Zapewne z tego powodu w ofercie pozostała poprzednia generacja, która też zdążyła jedna podrożeć nad Wisłą (na premierę można było ją kupić za mniej niż 2000 zł, obecnie cena to przynajmniej 2150 zł).
Co się zmieniło w 10. generacji? Przede wszystkim wprowadzono nowy wygląd znany już z iPadów Pro, iPada mini 6 czy ostatniego iPada Air. Razem z nim oczywiście zastąpiono gniazdko Lightning przez USB-C. Ponadto dodano obsługę Wi-Fi 6, drugi głośnik oraz obsługę 5G w wypadku modeli z modemem.
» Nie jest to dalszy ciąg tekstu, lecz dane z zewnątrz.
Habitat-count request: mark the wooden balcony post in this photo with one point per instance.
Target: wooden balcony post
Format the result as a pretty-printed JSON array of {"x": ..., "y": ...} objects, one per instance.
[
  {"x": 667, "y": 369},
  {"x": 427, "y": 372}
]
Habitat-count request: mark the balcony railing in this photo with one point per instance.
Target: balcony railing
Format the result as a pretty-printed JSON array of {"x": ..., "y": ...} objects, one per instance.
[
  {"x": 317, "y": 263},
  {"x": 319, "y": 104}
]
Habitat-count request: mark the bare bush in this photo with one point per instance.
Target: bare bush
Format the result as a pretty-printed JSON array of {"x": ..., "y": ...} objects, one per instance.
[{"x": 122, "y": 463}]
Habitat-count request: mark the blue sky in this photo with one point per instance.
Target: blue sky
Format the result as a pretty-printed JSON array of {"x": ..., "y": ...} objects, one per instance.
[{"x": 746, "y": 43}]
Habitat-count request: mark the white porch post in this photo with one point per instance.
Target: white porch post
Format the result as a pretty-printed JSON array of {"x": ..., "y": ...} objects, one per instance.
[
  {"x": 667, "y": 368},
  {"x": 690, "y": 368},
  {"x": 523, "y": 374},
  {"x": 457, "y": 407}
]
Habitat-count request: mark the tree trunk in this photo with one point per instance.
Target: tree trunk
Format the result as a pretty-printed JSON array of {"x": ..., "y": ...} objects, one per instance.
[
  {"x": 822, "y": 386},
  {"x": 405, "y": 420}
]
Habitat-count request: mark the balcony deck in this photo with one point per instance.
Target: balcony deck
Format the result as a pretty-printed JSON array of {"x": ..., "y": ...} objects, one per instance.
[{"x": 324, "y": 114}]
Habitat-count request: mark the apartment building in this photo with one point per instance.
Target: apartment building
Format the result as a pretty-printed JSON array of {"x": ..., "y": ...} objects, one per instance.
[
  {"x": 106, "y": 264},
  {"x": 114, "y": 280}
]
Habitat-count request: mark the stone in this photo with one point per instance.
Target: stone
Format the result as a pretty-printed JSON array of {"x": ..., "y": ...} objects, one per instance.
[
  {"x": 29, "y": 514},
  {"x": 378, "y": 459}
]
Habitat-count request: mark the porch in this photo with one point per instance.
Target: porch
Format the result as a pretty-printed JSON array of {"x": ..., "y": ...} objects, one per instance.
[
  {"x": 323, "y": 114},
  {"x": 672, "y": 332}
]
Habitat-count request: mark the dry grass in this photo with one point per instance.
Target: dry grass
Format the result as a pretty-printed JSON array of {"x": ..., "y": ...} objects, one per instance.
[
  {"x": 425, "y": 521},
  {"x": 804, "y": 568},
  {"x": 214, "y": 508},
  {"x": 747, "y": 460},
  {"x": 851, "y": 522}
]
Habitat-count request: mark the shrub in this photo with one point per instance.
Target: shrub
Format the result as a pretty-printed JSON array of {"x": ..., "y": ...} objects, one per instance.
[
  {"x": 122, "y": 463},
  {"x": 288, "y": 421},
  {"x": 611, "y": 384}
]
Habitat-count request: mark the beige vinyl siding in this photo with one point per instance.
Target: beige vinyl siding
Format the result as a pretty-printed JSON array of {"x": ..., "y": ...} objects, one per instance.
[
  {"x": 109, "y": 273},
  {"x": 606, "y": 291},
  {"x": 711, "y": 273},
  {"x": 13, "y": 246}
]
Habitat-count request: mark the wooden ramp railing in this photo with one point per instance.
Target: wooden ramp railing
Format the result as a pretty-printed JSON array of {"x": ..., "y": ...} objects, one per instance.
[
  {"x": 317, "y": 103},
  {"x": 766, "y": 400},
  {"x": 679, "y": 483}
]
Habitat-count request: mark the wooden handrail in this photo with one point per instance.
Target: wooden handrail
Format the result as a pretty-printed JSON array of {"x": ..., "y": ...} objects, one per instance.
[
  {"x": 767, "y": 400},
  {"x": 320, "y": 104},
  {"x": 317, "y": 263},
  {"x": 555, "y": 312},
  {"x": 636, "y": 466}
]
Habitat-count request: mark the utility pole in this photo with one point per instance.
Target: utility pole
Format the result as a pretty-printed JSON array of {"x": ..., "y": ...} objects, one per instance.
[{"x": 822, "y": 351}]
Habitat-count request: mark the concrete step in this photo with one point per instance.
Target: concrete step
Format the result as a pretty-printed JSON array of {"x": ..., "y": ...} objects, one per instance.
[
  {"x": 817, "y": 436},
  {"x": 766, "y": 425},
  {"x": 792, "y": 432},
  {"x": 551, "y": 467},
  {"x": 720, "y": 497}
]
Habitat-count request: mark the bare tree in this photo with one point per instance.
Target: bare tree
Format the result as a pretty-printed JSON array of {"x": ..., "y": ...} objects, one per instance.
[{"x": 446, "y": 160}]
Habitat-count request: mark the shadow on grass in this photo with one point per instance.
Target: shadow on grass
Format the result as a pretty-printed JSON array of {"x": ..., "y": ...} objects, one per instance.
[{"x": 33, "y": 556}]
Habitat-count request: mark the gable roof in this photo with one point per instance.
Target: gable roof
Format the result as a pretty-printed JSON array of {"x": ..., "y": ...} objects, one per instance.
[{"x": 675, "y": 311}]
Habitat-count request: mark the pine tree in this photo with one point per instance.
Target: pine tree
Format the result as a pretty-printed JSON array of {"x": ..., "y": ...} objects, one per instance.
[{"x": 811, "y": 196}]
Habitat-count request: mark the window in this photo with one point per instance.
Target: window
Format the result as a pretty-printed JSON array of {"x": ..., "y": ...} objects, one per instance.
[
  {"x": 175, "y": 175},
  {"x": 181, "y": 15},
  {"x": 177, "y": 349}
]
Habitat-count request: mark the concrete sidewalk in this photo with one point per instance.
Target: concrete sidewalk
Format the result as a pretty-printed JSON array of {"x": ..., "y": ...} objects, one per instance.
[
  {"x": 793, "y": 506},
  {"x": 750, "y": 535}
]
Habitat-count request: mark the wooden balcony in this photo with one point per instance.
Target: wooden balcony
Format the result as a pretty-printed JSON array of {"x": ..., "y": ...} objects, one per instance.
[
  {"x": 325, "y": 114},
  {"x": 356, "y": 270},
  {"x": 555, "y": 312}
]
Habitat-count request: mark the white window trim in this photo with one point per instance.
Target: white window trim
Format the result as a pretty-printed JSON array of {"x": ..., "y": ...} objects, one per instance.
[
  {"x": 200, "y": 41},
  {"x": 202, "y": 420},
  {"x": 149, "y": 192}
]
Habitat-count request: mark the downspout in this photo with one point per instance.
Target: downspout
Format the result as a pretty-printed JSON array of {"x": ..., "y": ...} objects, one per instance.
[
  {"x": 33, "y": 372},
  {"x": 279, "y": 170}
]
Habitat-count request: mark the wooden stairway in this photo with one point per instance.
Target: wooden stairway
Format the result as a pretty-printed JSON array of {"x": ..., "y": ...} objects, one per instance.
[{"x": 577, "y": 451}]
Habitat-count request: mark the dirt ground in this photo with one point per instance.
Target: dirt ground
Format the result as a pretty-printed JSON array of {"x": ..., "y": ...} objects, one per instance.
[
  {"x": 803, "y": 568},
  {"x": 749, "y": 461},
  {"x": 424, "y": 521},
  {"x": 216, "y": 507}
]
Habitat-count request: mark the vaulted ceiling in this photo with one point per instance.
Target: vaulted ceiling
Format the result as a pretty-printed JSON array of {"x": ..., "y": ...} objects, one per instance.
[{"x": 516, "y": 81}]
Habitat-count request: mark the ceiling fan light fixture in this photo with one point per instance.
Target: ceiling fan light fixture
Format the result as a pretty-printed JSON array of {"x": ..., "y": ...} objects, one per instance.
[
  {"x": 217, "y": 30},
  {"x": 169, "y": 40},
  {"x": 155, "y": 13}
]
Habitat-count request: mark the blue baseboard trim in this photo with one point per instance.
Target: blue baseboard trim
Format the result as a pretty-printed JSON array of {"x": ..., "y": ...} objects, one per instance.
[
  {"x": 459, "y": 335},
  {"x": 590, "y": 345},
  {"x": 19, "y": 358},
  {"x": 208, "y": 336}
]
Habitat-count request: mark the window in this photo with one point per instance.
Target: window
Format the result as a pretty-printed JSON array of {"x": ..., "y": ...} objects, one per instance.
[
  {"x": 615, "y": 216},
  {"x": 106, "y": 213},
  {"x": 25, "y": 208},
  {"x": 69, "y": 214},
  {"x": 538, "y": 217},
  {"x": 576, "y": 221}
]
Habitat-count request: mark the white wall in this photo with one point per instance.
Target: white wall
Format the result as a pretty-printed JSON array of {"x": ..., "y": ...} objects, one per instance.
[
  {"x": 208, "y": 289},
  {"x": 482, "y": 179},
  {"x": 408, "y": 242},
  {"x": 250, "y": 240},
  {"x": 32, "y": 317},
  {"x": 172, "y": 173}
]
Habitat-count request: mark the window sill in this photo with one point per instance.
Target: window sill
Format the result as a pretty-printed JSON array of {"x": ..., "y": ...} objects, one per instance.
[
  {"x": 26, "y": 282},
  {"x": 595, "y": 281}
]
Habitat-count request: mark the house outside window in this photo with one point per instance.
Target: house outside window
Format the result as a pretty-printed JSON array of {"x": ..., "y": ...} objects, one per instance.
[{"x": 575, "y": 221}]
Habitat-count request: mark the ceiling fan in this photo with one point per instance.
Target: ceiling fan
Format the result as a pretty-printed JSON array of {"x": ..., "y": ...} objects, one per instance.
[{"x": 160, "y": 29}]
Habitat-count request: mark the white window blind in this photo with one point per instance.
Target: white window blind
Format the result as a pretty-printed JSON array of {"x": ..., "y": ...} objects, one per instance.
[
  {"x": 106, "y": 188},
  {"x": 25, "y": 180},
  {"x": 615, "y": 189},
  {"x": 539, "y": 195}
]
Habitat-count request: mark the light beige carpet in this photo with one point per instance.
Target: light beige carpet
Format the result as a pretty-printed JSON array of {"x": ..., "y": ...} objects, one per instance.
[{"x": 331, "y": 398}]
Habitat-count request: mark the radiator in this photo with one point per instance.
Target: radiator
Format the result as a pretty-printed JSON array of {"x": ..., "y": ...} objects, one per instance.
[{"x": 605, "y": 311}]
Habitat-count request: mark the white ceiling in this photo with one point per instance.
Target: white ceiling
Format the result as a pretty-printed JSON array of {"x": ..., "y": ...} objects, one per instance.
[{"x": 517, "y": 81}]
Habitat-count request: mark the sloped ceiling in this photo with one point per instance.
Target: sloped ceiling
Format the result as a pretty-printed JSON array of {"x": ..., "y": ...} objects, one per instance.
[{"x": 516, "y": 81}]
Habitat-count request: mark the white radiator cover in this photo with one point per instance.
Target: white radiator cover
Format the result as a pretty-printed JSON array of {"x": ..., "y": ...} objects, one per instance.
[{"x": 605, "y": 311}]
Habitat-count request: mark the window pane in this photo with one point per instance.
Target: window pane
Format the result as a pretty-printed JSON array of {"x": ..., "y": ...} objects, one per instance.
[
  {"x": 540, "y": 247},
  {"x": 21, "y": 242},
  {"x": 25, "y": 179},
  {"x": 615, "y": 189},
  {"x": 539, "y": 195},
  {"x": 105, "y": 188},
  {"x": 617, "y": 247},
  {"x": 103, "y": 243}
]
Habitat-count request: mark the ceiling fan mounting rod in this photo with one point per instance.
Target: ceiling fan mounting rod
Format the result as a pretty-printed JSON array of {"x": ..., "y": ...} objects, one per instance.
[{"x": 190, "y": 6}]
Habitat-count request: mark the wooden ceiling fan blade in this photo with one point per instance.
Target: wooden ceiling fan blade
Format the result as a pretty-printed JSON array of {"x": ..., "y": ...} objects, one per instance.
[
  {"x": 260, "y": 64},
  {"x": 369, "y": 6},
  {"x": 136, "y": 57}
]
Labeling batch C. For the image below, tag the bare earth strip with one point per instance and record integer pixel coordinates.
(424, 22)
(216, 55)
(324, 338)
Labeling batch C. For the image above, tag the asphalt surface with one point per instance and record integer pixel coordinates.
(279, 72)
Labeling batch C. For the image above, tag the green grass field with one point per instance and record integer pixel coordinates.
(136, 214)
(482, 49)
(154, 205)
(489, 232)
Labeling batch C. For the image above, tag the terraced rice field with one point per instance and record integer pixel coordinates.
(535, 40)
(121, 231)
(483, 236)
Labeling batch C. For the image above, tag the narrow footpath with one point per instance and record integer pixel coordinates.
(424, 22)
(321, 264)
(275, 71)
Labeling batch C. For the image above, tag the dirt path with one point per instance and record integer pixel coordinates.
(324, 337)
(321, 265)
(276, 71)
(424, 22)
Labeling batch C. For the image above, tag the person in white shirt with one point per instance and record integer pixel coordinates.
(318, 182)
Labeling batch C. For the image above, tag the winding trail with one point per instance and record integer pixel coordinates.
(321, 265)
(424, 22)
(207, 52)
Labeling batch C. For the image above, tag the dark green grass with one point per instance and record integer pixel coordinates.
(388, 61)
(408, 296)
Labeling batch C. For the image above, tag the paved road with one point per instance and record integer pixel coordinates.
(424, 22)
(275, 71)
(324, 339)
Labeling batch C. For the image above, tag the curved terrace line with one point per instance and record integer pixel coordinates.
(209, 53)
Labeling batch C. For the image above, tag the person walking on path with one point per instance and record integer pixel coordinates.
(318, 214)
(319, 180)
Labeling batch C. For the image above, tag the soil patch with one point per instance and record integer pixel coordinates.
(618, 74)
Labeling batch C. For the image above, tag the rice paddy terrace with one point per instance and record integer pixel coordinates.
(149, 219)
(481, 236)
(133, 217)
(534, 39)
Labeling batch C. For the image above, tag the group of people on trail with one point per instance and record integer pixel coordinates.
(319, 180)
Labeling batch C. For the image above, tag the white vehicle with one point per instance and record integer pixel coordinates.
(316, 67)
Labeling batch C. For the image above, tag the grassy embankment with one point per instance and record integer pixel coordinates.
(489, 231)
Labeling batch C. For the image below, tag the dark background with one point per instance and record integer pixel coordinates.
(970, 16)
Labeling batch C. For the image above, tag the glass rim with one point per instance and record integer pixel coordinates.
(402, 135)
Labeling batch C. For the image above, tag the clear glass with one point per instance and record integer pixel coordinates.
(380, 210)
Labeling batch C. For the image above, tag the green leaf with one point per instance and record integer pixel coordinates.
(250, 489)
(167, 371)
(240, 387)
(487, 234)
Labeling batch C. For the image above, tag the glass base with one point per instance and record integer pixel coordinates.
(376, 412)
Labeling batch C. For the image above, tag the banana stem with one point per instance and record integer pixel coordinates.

Ponadto przeniesiono również przednią kamerkę na dłuższy brzeg urządzenia, by wygodniej prowadziło się wideo-konferencje. 10. generacja jednak nadal wspiera tylko Apple Pencil pierwszej generacji, co prowadzi do problemów z jego ładowaniem (nadal ma wtyczkę Lightning).
Wysyłka nowych iPadów ruszy 26 października.